Tag Archives: Matthew Yglesias

The Pundit’s Fallacy

Internet denizen Matthew Yglesias coined the term “pundit’s fallacy” back in 2010. It goes like this:

The pundit’s fallacy is that belief that what a politician needs to do to improve his or her political standing is do what the pundit wants substantively. So progressive populists think that Barack Obama would have higher approval ratings if he acted more like Ed Schultz while establishmentarian centrists think his ratings would go up if he acted more like David Broder. The truth, of course, is that he really needs to hew more closely to my preferences politics doesn’t work this way.

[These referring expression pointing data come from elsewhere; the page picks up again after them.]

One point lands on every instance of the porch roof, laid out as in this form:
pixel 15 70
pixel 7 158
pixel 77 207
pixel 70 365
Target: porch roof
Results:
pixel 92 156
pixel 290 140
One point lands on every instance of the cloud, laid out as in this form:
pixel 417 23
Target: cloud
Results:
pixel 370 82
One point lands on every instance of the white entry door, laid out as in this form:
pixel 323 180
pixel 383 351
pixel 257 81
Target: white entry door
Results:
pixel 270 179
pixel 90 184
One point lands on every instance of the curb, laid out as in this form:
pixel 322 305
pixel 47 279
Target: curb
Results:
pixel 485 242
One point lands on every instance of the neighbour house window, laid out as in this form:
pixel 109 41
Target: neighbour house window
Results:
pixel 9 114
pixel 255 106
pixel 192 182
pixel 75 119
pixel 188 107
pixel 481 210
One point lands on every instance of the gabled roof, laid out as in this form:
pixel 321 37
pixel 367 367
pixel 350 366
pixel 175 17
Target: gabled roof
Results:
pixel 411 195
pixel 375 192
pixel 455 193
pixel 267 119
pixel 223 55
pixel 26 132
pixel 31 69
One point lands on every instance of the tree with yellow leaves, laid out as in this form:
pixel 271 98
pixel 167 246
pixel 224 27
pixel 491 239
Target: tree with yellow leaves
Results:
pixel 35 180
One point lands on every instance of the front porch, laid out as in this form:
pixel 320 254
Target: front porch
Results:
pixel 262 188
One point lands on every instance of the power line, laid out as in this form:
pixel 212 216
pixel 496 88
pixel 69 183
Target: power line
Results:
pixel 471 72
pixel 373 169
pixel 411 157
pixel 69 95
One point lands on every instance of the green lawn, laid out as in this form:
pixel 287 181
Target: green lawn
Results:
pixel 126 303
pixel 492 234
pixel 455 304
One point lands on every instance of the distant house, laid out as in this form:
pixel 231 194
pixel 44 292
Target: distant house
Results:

For this to be a “fallacy” in any meaningful sense of the term, there has to be some reasoning failure. To me it seems the failure consists in a lack of self-awareness about one’s own perspective. Not, mind you, that you have a perspective. Rather, that you assert your perspective as the perspective without, and this is crucial, offering any argument for it.  If you put it this way there is nothing peculiar to pundits. Indeed, it’s just another form of petitio principii–the one where you assert controversial premises without evidence.
Naturally, the phrase, “without evidence” might raise some hackles. Let me specify. It’s to assert controversial things without the right kind or quality of evidence. So, for instance, democrats should have appealed to white working class voters by being less, er, judgmental, moralistic, or whatever. I’ve seen this a lot (one really bad one in today’s Chicago Tribune).
This kind of claim may be true (because any proposition can be true–well, almost any proposition). The problem is the kind of evidence offered for it. If it’s anecdotes about your father-in-law’s dislike of elites, then you’ll have to try again.  Claims about what motivates mass numbers (or important minorities in this case) of people to select one candidate over another require a special kind of evidence; you can’t ask everyone and you cannot easily interpret their selection (or non-selection) as a signal of anything in particular.

Scoring political points on Hannah Montana

Matthew Yglesias at Slate recently criticized Miley Cyrus' sympathy with the OWS.  (The Slate article has a  Miley Cyrus vid, too! Watch it at your peril.  It's pop garbage.).  The trouble Yglesias sees is that Cyrus is a beneficiary of the wealth disparities and trade policies of the last decade. 

Cyrus is the 1 percent. What's more, she's a clear beneficiary of some broad structural changes in the world economy that tend to exacerbate inequality and all relate to the economics of superstardom.

Sure, and?  She was born into that, and she became a star under conditions where she really wasn't even remotely cognizant of the sufferings of others.  The fact that she's identifying with the OWS at this stage is really testament to her intelligence.  Sure, her music stinks. And she's been made into an unpalatable product.  But it sounds like as she's grown older, she's actually developed some mature views.  Or at least developed non-adolescent political leanings.  That's an achievement.  And does the fact that she benefits from income disparity mean that she doesn't get to criticize it?  Well, really, unless some of the one-percenters understand the situation, it's not going to change.  Her views and her expression of them are good news.

And in other Tu Quoque news: in the comments on this piece, the commenter Roger Lambert drops the best double-dip:

Al Gore supports global warming legislation, but he still flies around on private jets and lives in huge houses. 
 
I think we can forgive young Miley whatever hypocrisy she may commit.